If not, then I guess I must have picked up the information somewhere else, but definitely not from the comics, hehe

(Hmm... on second thought, I might have picked it up from STO instead.)
Regardless, the point is, whatever was mentioned in ST11 is canon, and the old Spock and Nero's company, were from the canon-primeverse that we've watched in the past, and the litverse cannot avoid.
I sincerely doubt it. Besides, even if such a story were going to happen in 2016 (and again, I sincerely doubt it) it wouldn't already be done. In fact, there's a good chance it wouldn't even be started.

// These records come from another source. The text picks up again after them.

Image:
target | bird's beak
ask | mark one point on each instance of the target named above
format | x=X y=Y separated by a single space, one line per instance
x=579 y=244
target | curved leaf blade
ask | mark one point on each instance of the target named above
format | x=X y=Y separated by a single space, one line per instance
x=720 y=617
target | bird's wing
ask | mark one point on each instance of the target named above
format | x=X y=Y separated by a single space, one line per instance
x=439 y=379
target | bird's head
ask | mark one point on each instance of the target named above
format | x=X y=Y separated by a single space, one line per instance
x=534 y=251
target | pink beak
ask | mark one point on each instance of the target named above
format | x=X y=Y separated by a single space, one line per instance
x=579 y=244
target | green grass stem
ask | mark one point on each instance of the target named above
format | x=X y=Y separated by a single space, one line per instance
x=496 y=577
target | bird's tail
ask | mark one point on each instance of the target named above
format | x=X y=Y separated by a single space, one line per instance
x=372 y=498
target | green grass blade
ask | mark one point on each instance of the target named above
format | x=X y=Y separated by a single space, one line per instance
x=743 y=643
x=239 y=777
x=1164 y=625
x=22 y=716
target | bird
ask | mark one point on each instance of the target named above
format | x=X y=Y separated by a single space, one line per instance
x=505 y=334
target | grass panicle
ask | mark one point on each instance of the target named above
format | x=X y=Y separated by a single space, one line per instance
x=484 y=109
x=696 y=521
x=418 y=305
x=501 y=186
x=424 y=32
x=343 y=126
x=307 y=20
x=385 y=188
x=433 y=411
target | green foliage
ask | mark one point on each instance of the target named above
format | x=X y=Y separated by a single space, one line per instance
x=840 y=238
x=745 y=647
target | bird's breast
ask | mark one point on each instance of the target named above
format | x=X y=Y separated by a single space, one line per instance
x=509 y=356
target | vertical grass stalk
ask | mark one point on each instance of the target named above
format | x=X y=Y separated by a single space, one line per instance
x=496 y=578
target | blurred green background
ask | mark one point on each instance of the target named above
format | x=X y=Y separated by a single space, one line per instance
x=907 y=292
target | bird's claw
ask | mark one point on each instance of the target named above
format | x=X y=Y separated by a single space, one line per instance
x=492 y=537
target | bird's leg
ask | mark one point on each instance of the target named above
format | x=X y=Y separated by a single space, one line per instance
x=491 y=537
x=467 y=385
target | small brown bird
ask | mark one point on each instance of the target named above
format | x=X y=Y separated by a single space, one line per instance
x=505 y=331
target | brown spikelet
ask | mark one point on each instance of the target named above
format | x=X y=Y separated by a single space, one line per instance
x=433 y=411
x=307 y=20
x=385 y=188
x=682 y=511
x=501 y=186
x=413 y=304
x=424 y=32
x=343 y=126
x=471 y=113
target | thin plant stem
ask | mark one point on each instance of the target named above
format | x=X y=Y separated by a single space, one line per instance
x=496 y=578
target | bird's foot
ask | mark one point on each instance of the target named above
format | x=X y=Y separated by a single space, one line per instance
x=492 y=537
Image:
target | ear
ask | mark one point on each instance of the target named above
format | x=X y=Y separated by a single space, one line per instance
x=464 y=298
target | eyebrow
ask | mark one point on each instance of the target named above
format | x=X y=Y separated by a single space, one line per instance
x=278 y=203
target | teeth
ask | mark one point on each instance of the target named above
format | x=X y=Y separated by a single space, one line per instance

Granted. But it doesn't mean it cannot be mentioned in passing. That particular point in time can be skipped altogether in litverse both real-world time and in-universe time. Though that doesn't mean it never happened.
If this point in time was skipped in litverse, say, we're at 2410 already in-universe, Romulus still blew up due to a supernova, old Spock died (relatively speaking). On-screen canon is "king" in Star Trek's setup.
Which of course will affect the Typhon Pack. The Romulan Empire, having lost their capital world, the unification movement. The future is very much "free-for-all" if you will. Anything can happen after that point.
And I for one would love to see new conflicts. Not just on a galactic scale (which Destiny, Typhon Pact, and The Fall series were mostly about) but internal, local scale, similar to the Andorian crisis.
We're at litverse's "golden age". I agree, some slowdown is in order. But moving time forward shouldn't be slowed just because we're too fast. Stories can be told for a specific point in time. In-universe chronological order shouldn't be tied-in to publication year.
Atonement could be one good example, if my hunch is correct. A story or in-universe "event" still set before the Assassination but the novel published after The Fall.
So, we may be reading 2410 novels already, but we're still seeing novels being released for stories in 2386. Doesn't make it any different than the Enterprise series.